Wenn du eine gute willst dann nimm z.b eine deathadder oder g400, was du da genannt hast, ist nicht unbedingt gut


----------



## Push (3. August 2012)

nimm eine mit dem Avago ADNS-3090 
zB
Zowie ec1/2 eVo ( ec1 eVo und ec2 eVo unterscheiden sich nur in der Grösse )
Zowie am / am GS ( unterschiedliche Oberfläche [ GS ist gummiert ] )
Roccat Savu
Razer deathadder 3.5g ( ADNS-3888 )
Logitech g400 ( ADNS-3095 )
PureTrak Valor
CM Storm Spawn
CM Storm Recon

der Avago ADNS-3095 und der ADNS-3888 sind ansich identisch mit dem ADNS-3090 , diese sind einfach nur Herstellerexclusiv ... soweit ich weiss ...


----------



## GeForce-Lover (3. August 2012)

Endlich hat mich jemand erhört.

Danke.

DAn werde ich mir die mal anschauen und ausprobieren.


----------



## ich111 (3. August 2012)

Die G400 sollte in fast jedem Geschäft ausliegen


----------



## gamerjonas97 (3. August 2012)

Ich kann nur die G9x empfehlen.
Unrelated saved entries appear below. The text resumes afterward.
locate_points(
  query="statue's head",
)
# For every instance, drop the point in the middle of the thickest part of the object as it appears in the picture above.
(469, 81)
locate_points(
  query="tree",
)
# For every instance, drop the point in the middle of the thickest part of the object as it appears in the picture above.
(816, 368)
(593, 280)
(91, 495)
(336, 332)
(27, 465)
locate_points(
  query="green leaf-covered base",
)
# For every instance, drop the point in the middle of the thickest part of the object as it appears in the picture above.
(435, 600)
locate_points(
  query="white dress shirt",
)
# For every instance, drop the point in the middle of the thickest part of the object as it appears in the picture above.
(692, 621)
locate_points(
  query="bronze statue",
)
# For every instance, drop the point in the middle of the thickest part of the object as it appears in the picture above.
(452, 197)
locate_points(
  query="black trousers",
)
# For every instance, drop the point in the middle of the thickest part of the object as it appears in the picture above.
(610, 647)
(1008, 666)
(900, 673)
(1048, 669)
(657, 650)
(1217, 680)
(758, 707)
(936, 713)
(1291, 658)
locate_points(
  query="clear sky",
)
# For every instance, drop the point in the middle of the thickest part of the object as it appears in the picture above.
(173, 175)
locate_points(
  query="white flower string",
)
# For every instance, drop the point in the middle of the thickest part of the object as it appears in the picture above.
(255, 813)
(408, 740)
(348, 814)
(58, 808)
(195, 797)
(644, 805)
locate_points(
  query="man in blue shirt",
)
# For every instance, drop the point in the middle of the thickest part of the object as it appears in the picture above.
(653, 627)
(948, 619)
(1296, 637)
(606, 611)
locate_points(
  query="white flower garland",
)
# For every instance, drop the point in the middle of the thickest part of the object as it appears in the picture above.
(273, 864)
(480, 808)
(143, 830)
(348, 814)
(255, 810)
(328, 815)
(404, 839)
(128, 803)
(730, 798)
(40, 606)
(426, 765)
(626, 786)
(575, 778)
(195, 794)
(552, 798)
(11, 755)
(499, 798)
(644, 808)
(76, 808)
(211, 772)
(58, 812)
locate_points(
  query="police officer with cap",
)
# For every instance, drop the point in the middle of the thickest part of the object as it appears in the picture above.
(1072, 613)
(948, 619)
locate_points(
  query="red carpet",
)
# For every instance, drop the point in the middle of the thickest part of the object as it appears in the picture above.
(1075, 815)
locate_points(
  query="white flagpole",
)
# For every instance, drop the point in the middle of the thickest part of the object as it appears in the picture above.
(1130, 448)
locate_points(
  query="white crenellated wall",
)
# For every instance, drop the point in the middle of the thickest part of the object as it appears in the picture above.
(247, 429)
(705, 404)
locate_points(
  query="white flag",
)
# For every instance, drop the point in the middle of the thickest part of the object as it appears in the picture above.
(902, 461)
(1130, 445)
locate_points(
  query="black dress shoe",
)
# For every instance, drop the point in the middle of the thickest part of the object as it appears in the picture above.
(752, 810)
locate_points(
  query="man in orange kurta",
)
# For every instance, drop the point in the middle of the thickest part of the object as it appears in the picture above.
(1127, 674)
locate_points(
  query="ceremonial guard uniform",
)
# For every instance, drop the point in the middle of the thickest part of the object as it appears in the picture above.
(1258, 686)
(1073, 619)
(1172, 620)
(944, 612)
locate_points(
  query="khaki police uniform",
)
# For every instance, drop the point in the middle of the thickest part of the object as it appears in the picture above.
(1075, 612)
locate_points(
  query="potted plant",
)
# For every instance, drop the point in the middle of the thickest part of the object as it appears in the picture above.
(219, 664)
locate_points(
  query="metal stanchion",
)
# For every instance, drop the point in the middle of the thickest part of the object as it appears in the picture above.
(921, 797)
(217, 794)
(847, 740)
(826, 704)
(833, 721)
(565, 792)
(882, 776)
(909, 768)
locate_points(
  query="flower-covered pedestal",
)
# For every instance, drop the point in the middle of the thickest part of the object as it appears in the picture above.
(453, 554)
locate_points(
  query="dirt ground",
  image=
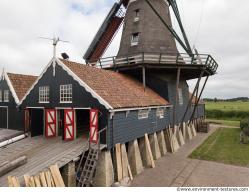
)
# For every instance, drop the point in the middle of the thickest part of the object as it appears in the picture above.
(177, 170)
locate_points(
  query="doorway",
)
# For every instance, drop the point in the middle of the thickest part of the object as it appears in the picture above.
(36, 122)
(82, 123)
(60, 123)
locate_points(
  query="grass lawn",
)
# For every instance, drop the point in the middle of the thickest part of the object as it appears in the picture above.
(225, 122)
(223, 146)
(228, 106)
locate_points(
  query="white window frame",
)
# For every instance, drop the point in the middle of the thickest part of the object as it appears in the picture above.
(6, 96)
(180, 96)
(66, 93)
(137, 14)
(134, 39)
(143, 114)
(160, 113)
(44, 94)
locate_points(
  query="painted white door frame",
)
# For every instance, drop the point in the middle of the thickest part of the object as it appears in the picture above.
(7, 115)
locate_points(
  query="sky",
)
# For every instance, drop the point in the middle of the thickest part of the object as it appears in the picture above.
(219, 28)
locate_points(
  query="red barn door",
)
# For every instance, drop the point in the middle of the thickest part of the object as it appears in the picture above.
(94, 126)
(50, 130)
(68, 124)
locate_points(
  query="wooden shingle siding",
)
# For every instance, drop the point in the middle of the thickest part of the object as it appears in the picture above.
(15, 117)
(124, 128)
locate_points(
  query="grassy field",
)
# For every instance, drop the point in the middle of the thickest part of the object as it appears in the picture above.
(224, 146)
(224, 122)
(228, 106)
(224, 110)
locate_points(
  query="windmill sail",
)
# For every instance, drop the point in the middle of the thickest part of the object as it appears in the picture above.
(105, 34)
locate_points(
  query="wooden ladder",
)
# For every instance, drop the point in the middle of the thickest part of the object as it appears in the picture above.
(87, 174)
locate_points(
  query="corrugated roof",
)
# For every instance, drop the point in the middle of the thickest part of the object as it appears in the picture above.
(21, 83)
(119, 90)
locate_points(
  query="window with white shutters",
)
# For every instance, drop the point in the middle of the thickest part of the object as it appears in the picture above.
(180, 95)
(160, 113)
(44, 94)
(6, 96)
(66, 93)
(134, 39)
(143, 114)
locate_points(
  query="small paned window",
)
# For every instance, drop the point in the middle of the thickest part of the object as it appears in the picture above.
(6, 95)
(66, 93)
(134, 39)
(143, 114)
(137, 13)
(180, 96)
(160, 113)
(44, 94)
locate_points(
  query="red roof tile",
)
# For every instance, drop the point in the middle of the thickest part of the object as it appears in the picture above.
(21, 83)
(119, 90)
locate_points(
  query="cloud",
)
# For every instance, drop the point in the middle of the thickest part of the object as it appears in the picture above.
(223, 32)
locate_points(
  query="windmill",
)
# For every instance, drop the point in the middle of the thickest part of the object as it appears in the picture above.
(148, 51)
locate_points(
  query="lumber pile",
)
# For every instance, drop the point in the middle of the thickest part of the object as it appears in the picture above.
(48, 178)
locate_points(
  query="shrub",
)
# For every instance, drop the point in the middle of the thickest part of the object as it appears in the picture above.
(244, 125)
(219, 114)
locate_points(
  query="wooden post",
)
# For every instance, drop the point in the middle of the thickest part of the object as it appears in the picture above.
(119, 162)
(192, 96)
(176, 97)
(147, 142)
(144, 79)
(198, 99)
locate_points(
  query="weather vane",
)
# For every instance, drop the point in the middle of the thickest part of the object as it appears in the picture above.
(55, 42)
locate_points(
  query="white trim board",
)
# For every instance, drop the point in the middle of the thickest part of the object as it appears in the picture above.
(140, 108)
(74, 76)
(40, 76)
(7, 110)
(83, 84)
(12, 90)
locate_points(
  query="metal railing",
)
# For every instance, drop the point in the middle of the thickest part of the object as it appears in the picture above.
(158, 58)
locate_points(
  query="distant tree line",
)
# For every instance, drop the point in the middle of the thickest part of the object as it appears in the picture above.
(245, 99)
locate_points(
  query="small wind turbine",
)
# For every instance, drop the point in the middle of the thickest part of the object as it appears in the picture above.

Hab sie mir vor kurzem auch geholt.

- 2 Gripschalen
- Auswechselbare Gewichte
- 5700dpi reichen völlig aus 
- Liegt (bei mir) perfekt in der Hand
- Sehr guter Druckpunkt
- Dpi Schalter
- Vor und zurück Tasten (Nutze ich in ArmA2 zum Zoomen)
- Anpassbare LED's
- Undundund.....

Geiles Teil. Hab den kauf nicht bereut!

Geil


----------



## Atomtoaster (4. August 2012)

Ich kauf mir diesen Monat wohl die G700, ist bestimmt auch nen Blick für dich Wert.


----------



## gh0st76 (4. August 2012)

Push schrieb:


> nimm eine mit dem Avago ADNS-3090
> zB
> Zowie ec1/2 eVo ( ec1 eVo und ec2 eVo unterscheiden sich nur in der Grösse )
> Zowie am / am GS ( unterschiedliche Oberfläche [ GS ist gummiert ] )
> ...



Wobei ich die Puretrak Valor nicht unbedingt nehmen würde. Soweit ich weiß haben die es da mit dem Sensor komplett verkackt.


----------



## s|n|s (4. August 2012)

Zowie oder Deathadder.


----------



## Push (4. August 2012)

@gh0st76
bei der solls wirklich Probs gegeben haben, aber anscheinend mit der neuen Produktion ausgemerzt, aber die bekommt man hierzulande eh schwerer


----------



## moparcrazy (4. August 2012)

Puretrak macht geniale Maus-Pad's, von Mäusen sollten sie aber lieber die Finger lassen: Puretrak Valor Wobble - YouTube


----------



## GeForce-Lover (4. August 2012)

So, is ne Logitech G500 geworden. Danke für eure Hilfe.


----------



## Skeksis (4. August 2012)

Öhm. Du hast also die Maus gekauft, die  - aus gutem Grund - von niemanden genannt wurde, und bedankst dich dann auch noch für die "Hilfe"?


----------



## ich111 (4. August 2012)

Ich hab die (auch nur, weil meine G5 in der Garantie kaputt gegangen ist und ich beim Kauf der G5 wenig Ahnung hatte) und kann dir folgendes Berichten:
-Der Sensor fiept
-Teilweise stört mich die leichte Acceleration
-Das Mausrad drücken ist eine Katastrohpe, weil das meistens zu einem irgendwas anderem wird oder gar nicht erkannt wird
-Das Seitwärtsscrollen nach rechts ist gut gelöst, nach links aber nicht, da die Linke Maustaste da zu nah dransitzt. Hier müsste mindestens 1mm mehr Platz sein
-Zum Glück passt sie mir von der Ergonomie her


----------



## s|n|s (4. August 2012)

Skeksis schrieb:


> Öhm. Du hast also die Maus gekauft, die  - aus gutem Grund - von niemanden genannt wurde, und bedankst dich dann auch noch für die "Hilfe"?


 
Kaufberatung at its finest.


----------



## steve_gorden88 (4. August 2012)

Welche Hilfe denn?


----------



## GeForce-Lover (4. August 2012)

Sry, vertippt.

G*4*00


----------



## steve_gorden88 (4. August 2012)

Sicher ja?^^  dann ist ja gut.


Schon lustig wie sich gleich alle "aufregen" wegen einer schlechten Maus.


----------



## ich111 (4. August 2012)

Wenn dir die auch ergnonomisch zusagt hast du einen top Kauf gemacht, mehr als 40€ in eine Maus zu investieren empfinde ich als sinnlos.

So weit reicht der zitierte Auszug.